軽症の方は内服による抗菌薬投与のみで改善することがありますが、ほとんどの場合は点滴による抗菌薬の投与が必要になります。
重症の方は入院による治療が必要になります。
早期に適切な治療を開始することで良好な経過をたどりますが、治療が遅れると細菌が血液中に侵入し、いわゆる敗血症と呼ばれる生命をも脅かす状態になることがあります。気になる症状があれば、早めに受診するようにしてください。

急性精巣上体炎(きゅうせいせいそうじょうたいえん)

精巣上体は、陰嚢の中で精巣の隣にあります。急性精巣上体炎は、精巣上体に細菌が感染して起こります。小さな男の子から大人まで、さまざまな年齢の男性がかかる可能性があります。

急性精巣上体炎の原因

急性精巣上体炎の多くは細菌感染によって引き起こされます。尿道の先端から侵入した細菌が精管を通り精巣上体に付着し感染を起こします。若い方だと、性感染症であるクラミジアや淋菌が原因で起こることもあります。ご高齢の方だと、前立腺肥大症や尿道狭窄などおしっこの流れが悪くなることで生じやすくなります。

急性精巣上体炎の症状

  • 陰嚢の中が腫れている
  • 陰嚢の中が痛い
  • お腹に響くように痛い
  • 悪寒を伴う高熱が出る

急性精巣上体炎の治療

急性精巣上体炎の治療は、主な原因が細菌感染なので抗菌薬の投与を行います。培養検査を行うことで感染の原因となる細菌に対して適切な抗菌薬を使用することができます。

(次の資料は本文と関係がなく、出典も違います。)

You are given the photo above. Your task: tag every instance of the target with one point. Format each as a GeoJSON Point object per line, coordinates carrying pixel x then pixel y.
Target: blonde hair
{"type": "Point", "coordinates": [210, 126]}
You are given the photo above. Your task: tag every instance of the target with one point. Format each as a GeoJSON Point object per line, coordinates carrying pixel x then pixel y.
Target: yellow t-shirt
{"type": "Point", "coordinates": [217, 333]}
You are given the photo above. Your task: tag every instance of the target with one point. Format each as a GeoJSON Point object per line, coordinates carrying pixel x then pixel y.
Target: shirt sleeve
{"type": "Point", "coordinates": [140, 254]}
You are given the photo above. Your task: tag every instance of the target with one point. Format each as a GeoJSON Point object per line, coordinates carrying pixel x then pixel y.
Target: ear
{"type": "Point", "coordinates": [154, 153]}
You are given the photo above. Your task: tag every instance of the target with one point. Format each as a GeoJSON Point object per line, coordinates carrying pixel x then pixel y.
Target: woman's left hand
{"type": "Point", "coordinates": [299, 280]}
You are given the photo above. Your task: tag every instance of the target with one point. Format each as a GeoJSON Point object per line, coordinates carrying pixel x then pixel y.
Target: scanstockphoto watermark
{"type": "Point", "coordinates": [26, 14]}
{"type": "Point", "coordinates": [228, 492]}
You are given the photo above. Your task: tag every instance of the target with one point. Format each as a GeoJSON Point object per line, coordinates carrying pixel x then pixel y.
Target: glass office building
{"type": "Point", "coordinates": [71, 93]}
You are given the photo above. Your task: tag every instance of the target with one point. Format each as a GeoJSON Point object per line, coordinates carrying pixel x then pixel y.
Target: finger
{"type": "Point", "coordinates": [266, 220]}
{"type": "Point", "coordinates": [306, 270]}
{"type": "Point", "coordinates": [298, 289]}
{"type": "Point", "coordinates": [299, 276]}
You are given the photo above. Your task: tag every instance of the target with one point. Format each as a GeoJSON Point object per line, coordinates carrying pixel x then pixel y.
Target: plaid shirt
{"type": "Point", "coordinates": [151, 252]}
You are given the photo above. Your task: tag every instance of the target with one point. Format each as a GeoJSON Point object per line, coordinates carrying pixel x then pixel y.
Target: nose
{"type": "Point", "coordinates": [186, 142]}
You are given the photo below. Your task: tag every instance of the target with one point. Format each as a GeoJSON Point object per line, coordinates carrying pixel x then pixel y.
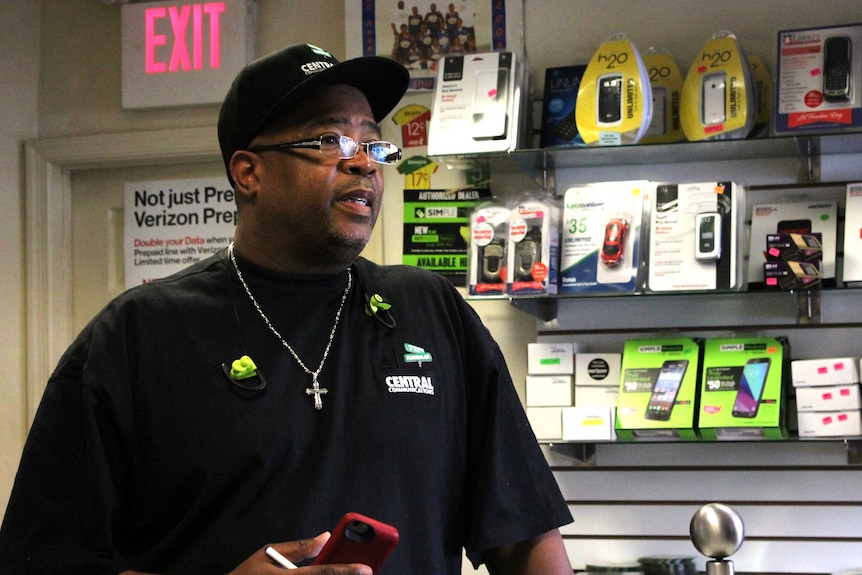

症状が重い場合には入院治療が必要となることがありますが、軽症の場合は、こまめに来院していただければ外来で治療することも可能です。
発熱や疼痛軽減のため、炎症を抑えるお薬や鎮痛剤も使用します。

慢性前立腺炎(まんせいぜんりつせんえん)

慢性前立腺炎は、前立腺に炎症を起こすことで、排尿に関する症状や性機能障害を認める疾患で、慢性骨盤痛症候群と呼ばれることもあります。前立腺疾患は主に中高年の男性に多くみられますが、慢性前立腺炎は10歳代後半~40歳代の方に比較的多くみられます。

慢性前立腺炎の原因

急性前立腺炎が慢性化することで発症することがありますが、ストレス、疲労、喫煙、過度の飲酒、前立腺周囲の血流障害、自己免疫反応、前立腺内への尿の逆流、知覚過敏などの感覚神経異常、副腎ホルモンや性ホルモンの異常などで発症することもあります。

慢性前立腺炎の症状

  • なんとなく下腹部が重く、だるい感じがする
  • 股の周辺に違和感や不快感がある
  • 排尿時や射精時の痛みや不快感がある
  • 会陰部に違和感がある
  • 精巣や陰茎に不快感がある

慢性前立腺炎の治療

前立腺肥大症の治療薬や抗菌薬、消炎鎮痛薬、抗うつ薬、植物製剤、抗けいれん薬、漢方薬を組み合わせて治療を行います。
正確な診断や適切な治療が難しい疾患ですが、症状や状態にきめ細かく合わせた治療を行うことで症状の改善が可能です。